2.12 However, we must recognise that it will be more difficult to balance the budget in future, even after the economy has recovered. Revenues will be less buoyant, as we lower income tax rates further, and as our GDP grows less rapidly. On the other hand, we will come under persistent pressure to spend more, especially in healthcare and social services, as the population ages.

2.13 Government expenditure has already gone up over the years. A decade ago, it was only 15% of GDP. This year, it will be 19% of GDP. This is still low compared to the 40% or 50% share of GDP that the Government takes up in most developed countries. This is the result of our deliberate policy to focus spending on critical areas that yield lasting returns, but it also reflects our relatively young population.
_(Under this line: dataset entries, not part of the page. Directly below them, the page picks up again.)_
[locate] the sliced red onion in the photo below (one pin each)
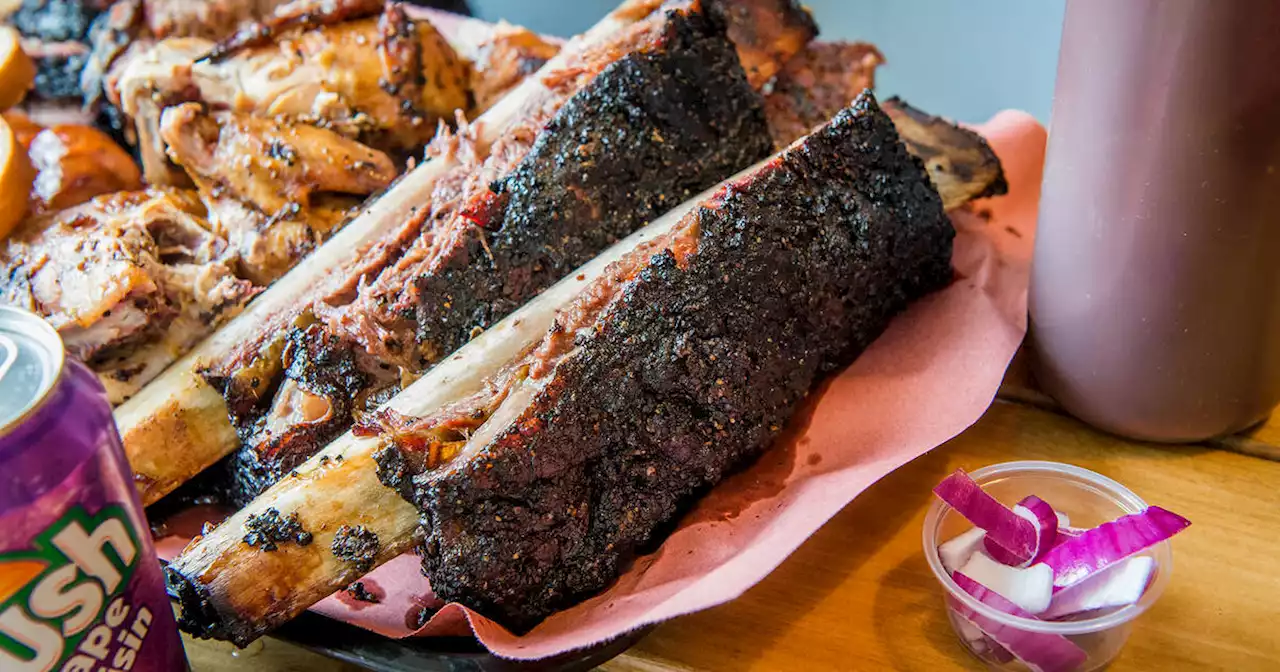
(1031, 589)
(1078, 558)
(1009, 530)
(981, 643)
(956, 551)
(1038, 650)
(1120, 585)
(1043, 517)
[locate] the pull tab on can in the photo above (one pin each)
(31, 360)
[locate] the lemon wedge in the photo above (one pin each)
(17, 69)
(16, 178)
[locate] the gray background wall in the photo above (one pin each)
(964, 59)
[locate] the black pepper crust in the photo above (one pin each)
(357, 545)
(656, 127)
(690, 374)
(653, 129)
(269, 529)
(320, 364)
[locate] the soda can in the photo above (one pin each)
(81, 589)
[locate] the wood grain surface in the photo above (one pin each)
(859, 595)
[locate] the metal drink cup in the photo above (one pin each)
(81, 589)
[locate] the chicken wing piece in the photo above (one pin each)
(76, 163)
(270, 164)
(119, 269)
(385, 81)
(272, 187)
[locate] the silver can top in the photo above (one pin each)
(31, 360)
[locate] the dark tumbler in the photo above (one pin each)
(1155, 301)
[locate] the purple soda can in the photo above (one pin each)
(81, 589)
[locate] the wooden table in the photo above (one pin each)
(859, 595)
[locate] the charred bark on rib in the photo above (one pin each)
(652, 129)
(690, 373)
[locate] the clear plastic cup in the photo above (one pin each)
(1088, 499)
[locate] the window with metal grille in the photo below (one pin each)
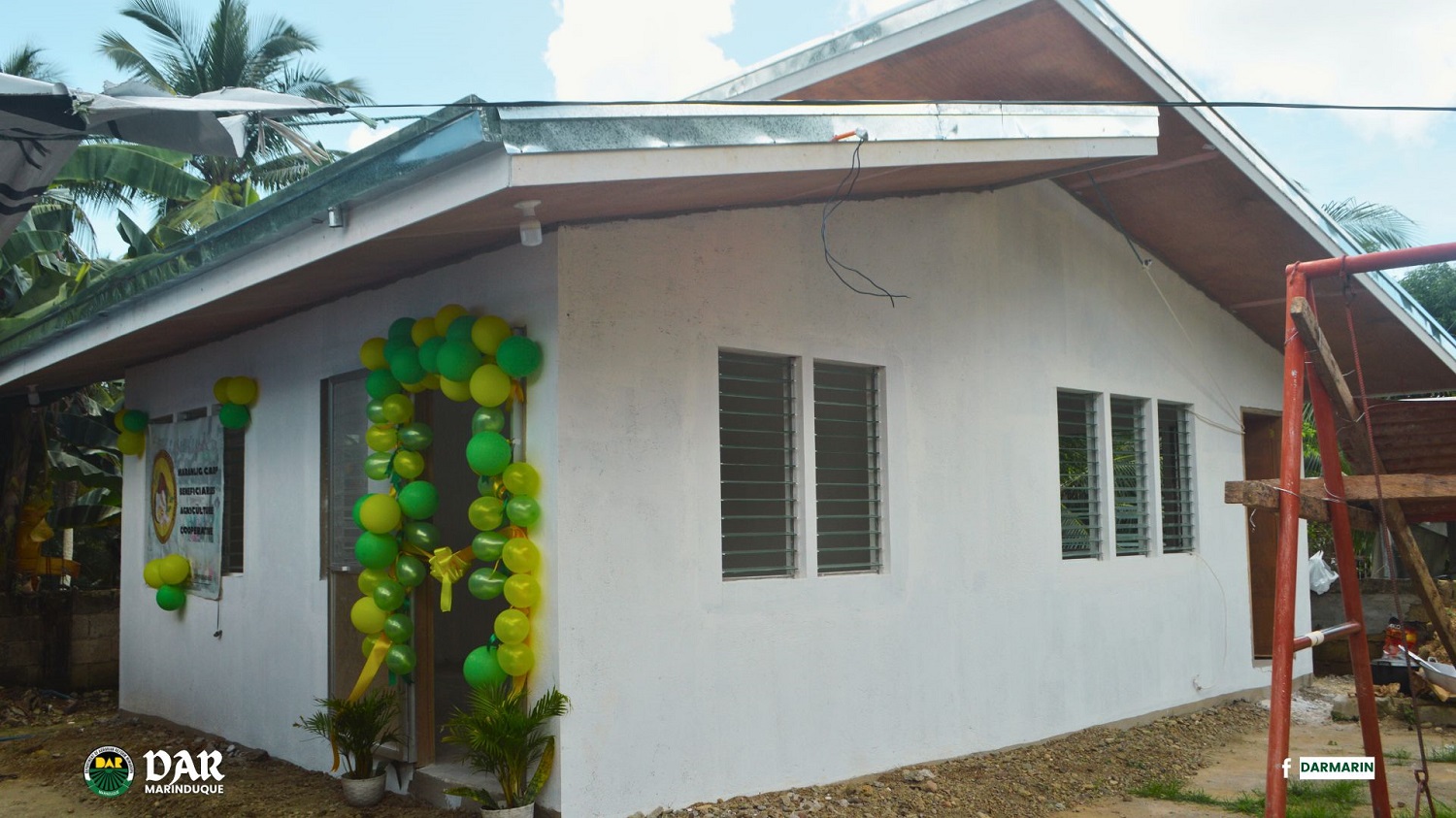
(233, 501)
(1132, 506)
(1077, 472)
(1175, 476)
(756, 465)
(846, 466)
(344, 453)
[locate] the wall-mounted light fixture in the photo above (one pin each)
(530, 226)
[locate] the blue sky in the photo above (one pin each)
(515, 49)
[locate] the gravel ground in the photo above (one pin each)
(1016, 783)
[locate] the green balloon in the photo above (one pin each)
(134, 419)
(389, 594)
(428, 351)
(381, 384)
(416, 437)
(171, 597)
(523, 511)
(486, 584)
(480, 669)
(399, 628)
(422, 535)
(518, 355)
(418, 500)
(401, 329)
(405, 366)
(399, 658)
(486, 544)
(485, 512)
(376, 466)
(410, 571)
(233, 416)
(488, 453)
(486, 419)
(457, 360)
(460, 328)
(376, 550)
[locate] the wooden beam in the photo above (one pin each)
(1392, 486)
(1368, 462)
(1264, 494)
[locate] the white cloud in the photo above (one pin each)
(865, 9)
(1340, 51)
(638, 49)
(361, 136)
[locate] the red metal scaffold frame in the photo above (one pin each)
(1296, 383)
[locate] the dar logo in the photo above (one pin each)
(108, 771)
(163, 495)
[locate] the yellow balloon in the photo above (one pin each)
(381, 437)
(373, 354)
(523, 591)
(410, 465)
(488, 332)
(131, 442)
(521, 555)
(513, 626)
(174, 570)
(446, 314)
(454, 390)
(422, 331)
(379, 514)
(366, 616)
(242, 390)
(515, 660)
(489, 386)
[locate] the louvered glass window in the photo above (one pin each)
(1175, 476)
(1077, 471)
(233, 500)
(756, 465)
(1132, 507)
(846, 468)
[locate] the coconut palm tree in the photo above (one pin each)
(232, 49)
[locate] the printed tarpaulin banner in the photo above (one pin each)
(186, 498)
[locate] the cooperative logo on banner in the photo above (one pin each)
(110, 771)
(1331, 768)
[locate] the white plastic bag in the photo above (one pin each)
(1321, 576)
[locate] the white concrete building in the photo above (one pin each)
(960, 584)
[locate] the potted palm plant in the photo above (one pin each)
(507, 738)
(357, 730)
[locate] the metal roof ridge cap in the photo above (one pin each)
(312, 185)
(909, 16)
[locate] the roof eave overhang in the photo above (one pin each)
(398, 191)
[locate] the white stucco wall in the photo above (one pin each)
(273, 658)
(977, 635)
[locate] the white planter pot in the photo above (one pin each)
(524, 811)
(364, 792)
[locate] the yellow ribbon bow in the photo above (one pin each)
(447, 567)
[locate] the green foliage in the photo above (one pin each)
(355, 728)
(506, 738)
(1435, 287)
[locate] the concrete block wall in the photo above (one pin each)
(61, 640)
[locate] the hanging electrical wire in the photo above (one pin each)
(842, 192)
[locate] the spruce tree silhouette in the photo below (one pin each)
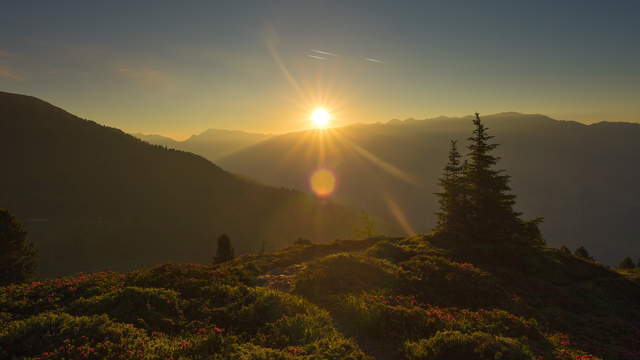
(17, 255)
(583, 253)
(452, 199)
(225, 250)
(476, 203)
(627, 263)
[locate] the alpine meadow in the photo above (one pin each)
(320, 180)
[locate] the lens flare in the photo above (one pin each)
(322, 182)
(320, 118)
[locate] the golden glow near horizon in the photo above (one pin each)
(320, 118)
(323, 182)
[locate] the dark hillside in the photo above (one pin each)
(581, 178)
(93, 197)
(382, 298)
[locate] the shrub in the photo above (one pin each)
(296, 330)
(29, 299)
(437, 280)
(17, 255)
(344, 273)
(454, 345)
(627, 263)
(148, 308)
(59, 333)
(187, 279)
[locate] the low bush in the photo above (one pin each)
(455, 345)
(344, 273)
(147, 308)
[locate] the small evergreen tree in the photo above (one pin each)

2.14 In healthcare, for example, our national expenditure currently stands at 3.5% of GDP. 3.5% is much lower than any developed country, but this is not solely because of our efficient healthcare system. It is also because our population is much younger. If our population had the same age profile as, for example, the UK, then based on our present spending patterns alone, our national expenditure on healthcare would be 7.2% of GDP, higher than the UK's figure of 6.8%. Similarly, if we were to match the age profile of Japan, our health expenditure would be close to Japan's (6.6% versus 7.4%). As our population is ageing rapidly, we must expect our national health expenditure, including government's share, to go up too.

2.15 Higher government spending will mean higher taxes. To keep taxes as low as possible, we must target government social spending to reach those who need it most. One effective way to do so is through means-testing. The Ministry of Health already uses means-testing to decide on subsidies for step-down healthcare. As revenue pressures intensify in future, we will need to extend means-testing to other medical and social services. This will ensure that truly needy Singaporeans receive adequate support, despite our budget constraints.